Alors que le réseau de transports terrestres parisiens s’apprête à vivre un été de perturbations en raison de travaux d’envergure, une question refait surface : pourquoi la Seine, artère historique traversant la capitale, ne joue-t-elle pas un rôle de transporteur de masse pour les habitants ? Si les bateaux-mouches et les péniches touristiques sillonnent ses eaux, un véritable service de mobilité quotidienne, intégré au réseau et accessible financièrement, reste un mirage.
Le concept d’un « métro sur l’eau » n’est pourtant pas une nouveauté. Dès les années 1990, des études sont menées. L’expérience la plus aboutie, Voguéo, a même relié la gare d’Austerlitz à Maisons-Alfort entre 2008 et 2011, avant d’être abandonnée faute de fréquentation suffisante. Aujourd’hui, des services comme le Batobus existent, mais ils répondent davantage à une logique de loisir et de tourisme, avec des tarifs journaliers élevés et des fréquences variables, loin des exigences d’un trajet domicile-travail.
Les obstacles à la mise en place d’une offre sérieuse sont nombreux et complexes. La Seine est un axe extrêmement congestionné, mêlant trafic de marchandises et flottes touristiques. Y ajouter une flotte régulière de navettes imposerait un partage de l’espace fluvial déjà saturé. Les infrastructures posent également problème : les quais adaptés manquent, souvent monopolisés par des activités de restauration ou de tourisme, et leur aménagement pour un accès universel et sécurisé représente un investissement colossal.
Les contraintes techniques et économiques sont tout aussi dissuasives. La vitesse des embarcations est limitée par la réglementation, rendant les trajets lents comparés au métro ou au RER. Le coût d’exploitation est élevé, nécessitant des équipages pour chaque bateau, sans parler de l’investissement pour une flotte électrique, pourtant indispensable d’un point de vue environnemental. L’expérience Voguéo a sonné comme un avertissement, avec une moyenne de seulement sept passagers par bateau en fin d’expérimentation.

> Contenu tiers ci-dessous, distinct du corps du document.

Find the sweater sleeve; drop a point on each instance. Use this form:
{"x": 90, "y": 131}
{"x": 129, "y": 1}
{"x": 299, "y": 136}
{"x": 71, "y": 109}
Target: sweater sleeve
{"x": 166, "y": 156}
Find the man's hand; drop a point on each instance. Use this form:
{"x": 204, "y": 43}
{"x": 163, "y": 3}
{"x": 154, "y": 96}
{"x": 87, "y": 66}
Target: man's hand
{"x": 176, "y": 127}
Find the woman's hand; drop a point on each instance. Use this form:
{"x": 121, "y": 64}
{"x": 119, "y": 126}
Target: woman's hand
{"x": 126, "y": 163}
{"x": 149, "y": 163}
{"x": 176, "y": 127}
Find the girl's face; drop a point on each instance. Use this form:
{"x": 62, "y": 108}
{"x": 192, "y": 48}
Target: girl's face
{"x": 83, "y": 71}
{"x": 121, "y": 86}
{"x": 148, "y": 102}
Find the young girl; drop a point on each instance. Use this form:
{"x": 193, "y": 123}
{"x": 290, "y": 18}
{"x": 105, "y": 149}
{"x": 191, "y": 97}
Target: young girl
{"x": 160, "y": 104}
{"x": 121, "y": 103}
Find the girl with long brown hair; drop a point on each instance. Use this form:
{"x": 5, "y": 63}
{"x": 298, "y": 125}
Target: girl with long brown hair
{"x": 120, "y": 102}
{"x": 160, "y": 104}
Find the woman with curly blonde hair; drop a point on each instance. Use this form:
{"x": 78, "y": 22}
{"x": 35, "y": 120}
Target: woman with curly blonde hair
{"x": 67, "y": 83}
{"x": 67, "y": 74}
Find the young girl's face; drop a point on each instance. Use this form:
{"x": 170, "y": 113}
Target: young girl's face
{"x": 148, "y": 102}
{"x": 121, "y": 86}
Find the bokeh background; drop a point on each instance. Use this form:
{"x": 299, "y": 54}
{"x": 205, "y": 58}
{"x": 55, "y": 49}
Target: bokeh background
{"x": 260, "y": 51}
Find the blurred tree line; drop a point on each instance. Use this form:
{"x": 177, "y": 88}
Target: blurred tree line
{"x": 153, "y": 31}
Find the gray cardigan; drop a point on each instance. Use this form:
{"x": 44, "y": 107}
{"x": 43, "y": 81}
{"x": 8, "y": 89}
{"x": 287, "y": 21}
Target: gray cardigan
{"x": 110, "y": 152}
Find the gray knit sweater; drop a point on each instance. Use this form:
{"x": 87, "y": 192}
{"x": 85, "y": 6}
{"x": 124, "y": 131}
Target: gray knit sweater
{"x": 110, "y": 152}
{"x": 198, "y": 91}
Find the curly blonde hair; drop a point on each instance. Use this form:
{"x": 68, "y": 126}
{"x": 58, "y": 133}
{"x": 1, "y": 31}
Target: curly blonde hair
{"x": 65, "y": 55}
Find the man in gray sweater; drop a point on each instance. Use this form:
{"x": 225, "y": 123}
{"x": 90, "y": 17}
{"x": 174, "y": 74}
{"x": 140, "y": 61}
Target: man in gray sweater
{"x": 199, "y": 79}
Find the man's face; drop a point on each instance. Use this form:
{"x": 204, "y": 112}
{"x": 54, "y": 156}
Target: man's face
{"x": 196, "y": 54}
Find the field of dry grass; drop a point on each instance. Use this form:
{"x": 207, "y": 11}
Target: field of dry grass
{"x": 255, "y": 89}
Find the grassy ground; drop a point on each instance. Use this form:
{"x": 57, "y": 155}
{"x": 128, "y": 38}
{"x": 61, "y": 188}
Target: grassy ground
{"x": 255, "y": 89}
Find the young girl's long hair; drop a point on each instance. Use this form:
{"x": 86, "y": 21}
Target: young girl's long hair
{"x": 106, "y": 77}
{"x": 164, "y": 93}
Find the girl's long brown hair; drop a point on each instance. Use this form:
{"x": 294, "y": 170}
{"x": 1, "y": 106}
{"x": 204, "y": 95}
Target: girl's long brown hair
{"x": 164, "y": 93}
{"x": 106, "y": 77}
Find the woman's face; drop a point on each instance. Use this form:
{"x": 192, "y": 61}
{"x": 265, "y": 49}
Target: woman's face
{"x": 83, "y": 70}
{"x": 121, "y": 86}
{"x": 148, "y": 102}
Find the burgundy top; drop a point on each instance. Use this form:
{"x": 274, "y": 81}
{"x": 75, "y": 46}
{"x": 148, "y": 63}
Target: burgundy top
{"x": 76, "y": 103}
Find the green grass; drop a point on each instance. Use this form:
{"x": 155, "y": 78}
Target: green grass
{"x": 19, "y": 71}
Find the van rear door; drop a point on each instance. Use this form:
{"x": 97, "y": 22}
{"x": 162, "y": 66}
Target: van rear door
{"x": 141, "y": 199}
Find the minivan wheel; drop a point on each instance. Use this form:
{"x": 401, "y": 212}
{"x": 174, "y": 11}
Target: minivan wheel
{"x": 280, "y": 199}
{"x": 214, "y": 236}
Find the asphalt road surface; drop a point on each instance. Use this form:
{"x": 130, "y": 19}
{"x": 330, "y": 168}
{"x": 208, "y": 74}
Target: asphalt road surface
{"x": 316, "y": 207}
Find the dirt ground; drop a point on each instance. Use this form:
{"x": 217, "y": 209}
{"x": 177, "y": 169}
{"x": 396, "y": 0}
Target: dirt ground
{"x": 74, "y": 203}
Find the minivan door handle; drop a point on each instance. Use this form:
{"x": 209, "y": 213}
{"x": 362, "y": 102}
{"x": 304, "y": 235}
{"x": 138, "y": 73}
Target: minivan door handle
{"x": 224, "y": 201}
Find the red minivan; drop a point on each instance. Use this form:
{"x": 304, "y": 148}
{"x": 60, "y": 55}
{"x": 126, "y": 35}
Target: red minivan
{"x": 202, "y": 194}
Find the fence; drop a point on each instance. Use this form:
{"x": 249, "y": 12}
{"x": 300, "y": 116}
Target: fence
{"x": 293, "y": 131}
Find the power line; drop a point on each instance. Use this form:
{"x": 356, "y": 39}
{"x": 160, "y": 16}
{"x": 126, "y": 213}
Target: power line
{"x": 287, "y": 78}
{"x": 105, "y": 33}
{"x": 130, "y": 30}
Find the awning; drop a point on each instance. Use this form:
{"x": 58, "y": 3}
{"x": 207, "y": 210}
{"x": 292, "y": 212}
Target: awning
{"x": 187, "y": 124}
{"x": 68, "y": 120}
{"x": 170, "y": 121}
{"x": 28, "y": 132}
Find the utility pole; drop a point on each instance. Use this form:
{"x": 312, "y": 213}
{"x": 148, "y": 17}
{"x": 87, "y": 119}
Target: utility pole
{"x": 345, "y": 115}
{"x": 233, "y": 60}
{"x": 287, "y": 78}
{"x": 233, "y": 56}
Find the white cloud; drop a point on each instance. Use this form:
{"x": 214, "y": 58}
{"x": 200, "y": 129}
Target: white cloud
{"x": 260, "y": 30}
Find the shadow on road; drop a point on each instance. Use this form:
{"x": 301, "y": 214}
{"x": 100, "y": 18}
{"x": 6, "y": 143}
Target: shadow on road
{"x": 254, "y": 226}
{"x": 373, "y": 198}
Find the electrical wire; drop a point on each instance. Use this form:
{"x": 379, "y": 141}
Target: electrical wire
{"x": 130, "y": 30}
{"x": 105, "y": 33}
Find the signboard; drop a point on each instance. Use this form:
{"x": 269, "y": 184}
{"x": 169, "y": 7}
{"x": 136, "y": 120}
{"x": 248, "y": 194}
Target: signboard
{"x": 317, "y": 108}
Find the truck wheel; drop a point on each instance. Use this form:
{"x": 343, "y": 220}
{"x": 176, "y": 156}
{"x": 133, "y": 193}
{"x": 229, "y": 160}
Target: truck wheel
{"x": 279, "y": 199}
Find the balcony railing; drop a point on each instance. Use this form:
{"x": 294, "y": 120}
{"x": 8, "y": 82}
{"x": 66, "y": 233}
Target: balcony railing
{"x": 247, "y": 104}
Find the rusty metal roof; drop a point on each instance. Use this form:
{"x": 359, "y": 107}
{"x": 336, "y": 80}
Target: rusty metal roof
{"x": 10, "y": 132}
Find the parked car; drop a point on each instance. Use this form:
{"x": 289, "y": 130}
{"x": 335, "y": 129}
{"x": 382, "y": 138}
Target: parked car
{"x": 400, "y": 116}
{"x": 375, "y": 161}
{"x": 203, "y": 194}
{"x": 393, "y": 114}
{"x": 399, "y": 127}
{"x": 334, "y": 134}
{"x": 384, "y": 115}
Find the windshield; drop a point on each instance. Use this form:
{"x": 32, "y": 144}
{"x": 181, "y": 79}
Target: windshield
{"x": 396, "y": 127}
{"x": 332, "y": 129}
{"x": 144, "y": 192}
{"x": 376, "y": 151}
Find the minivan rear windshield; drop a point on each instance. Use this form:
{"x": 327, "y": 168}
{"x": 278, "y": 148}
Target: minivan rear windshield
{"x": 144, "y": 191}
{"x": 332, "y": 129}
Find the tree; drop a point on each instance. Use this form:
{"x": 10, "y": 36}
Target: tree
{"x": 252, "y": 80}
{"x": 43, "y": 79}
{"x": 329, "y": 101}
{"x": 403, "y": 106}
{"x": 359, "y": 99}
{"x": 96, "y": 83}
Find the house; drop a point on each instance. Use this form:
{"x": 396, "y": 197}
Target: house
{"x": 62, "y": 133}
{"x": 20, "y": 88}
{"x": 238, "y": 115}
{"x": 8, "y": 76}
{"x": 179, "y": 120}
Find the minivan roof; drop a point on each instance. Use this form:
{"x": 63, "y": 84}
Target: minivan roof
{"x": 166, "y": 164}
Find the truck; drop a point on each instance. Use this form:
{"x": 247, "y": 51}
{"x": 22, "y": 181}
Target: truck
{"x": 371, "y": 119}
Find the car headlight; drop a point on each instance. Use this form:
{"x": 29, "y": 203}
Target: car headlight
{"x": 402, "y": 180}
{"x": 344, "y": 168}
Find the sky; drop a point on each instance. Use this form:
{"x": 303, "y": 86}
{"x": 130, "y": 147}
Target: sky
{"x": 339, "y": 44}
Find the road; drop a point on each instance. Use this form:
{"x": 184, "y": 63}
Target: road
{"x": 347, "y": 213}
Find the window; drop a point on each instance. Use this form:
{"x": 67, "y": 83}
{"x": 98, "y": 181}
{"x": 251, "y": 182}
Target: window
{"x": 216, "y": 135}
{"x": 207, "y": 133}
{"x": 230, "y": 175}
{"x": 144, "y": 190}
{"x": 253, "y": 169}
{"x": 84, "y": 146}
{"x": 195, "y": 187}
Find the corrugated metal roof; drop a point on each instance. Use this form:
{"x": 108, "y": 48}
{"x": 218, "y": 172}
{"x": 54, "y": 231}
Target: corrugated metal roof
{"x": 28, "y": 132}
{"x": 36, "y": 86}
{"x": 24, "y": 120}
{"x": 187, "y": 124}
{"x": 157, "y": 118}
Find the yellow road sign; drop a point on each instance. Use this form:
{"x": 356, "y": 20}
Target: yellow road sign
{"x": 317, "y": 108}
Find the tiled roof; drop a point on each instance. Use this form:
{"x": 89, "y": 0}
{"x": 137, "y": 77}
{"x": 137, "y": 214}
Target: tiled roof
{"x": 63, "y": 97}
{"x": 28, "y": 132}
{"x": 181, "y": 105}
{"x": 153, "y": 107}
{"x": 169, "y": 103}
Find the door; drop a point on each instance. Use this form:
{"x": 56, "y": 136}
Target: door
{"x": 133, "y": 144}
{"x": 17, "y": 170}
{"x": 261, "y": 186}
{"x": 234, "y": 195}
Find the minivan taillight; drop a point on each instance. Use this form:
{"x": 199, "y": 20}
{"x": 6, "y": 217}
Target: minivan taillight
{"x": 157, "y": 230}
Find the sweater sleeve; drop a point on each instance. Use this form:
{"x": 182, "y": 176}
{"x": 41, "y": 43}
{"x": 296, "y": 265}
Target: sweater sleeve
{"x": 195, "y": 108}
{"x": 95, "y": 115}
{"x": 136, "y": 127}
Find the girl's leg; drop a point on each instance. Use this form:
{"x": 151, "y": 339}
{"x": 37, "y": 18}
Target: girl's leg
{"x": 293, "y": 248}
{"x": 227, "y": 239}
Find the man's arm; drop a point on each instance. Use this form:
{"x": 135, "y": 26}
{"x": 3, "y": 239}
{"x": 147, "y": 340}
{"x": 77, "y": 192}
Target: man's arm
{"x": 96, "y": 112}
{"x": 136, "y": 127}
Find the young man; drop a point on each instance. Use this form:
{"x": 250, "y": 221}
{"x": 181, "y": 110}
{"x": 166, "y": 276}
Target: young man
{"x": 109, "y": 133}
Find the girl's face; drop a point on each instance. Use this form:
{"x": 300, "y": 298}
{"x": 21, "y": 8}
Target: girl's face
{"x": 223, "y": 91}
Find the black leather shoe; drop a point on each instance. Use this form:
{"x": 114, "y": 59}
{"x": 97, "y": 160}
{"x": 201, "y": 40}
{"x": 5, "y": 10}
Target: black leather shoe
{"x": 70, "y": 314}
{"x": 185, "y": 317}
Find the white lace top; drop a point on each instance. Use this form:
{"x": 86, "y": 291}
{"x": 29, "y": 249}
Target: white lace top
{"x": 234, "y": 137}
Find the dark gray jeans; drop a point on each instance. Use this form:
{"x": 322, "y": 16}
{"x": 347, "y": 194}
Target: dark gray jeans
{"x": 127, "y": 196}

Pourtant, des exemples en France prouvent que le modèle peut fonctionner dans un contexte urbain adapté. Nantes, Lyon ou Marseille ont développé avec succès des services fluviaux locaux, souvent à tarif modique ou intégrés au réseau de transport. Ces réussites démontrent qu’une desserte ciblée, sur des portions de cours d’eau moins encombrées et bien connectées aux autres modes de transport, est possible.
L’autorité organisatrice des transports, Île-de-France Mobilités, indique avoir étudié la question. Selon elle, aucun tracé sur la Seine ou la Marne ne s’est pour l’instant révélé optimal pour un transport de masse quotidien, en raison des contraintes techniques évoquées. Un espoir se niche cependant ailleurs : le canal de l’Ourcq. Un potentiel a été identifié sur ce secteur, et une option pour une ligne de navette fluviale entre Jaurès (Paris) et Pont-de-Bondy a été intégrée à un contrat de délégation de service public.
Le développement d’une mobilité fluviale utilitaire en Île-de-France semble donc moins une question de faisabilité technique que d’équation économique et de priorité politique. Dans une métropole en quête de solutions de mobilité alternatives et décarbonées, la piste de l’eau, bien que semée d’embûches, mérite peut-être de ne pas être définitivement coulée.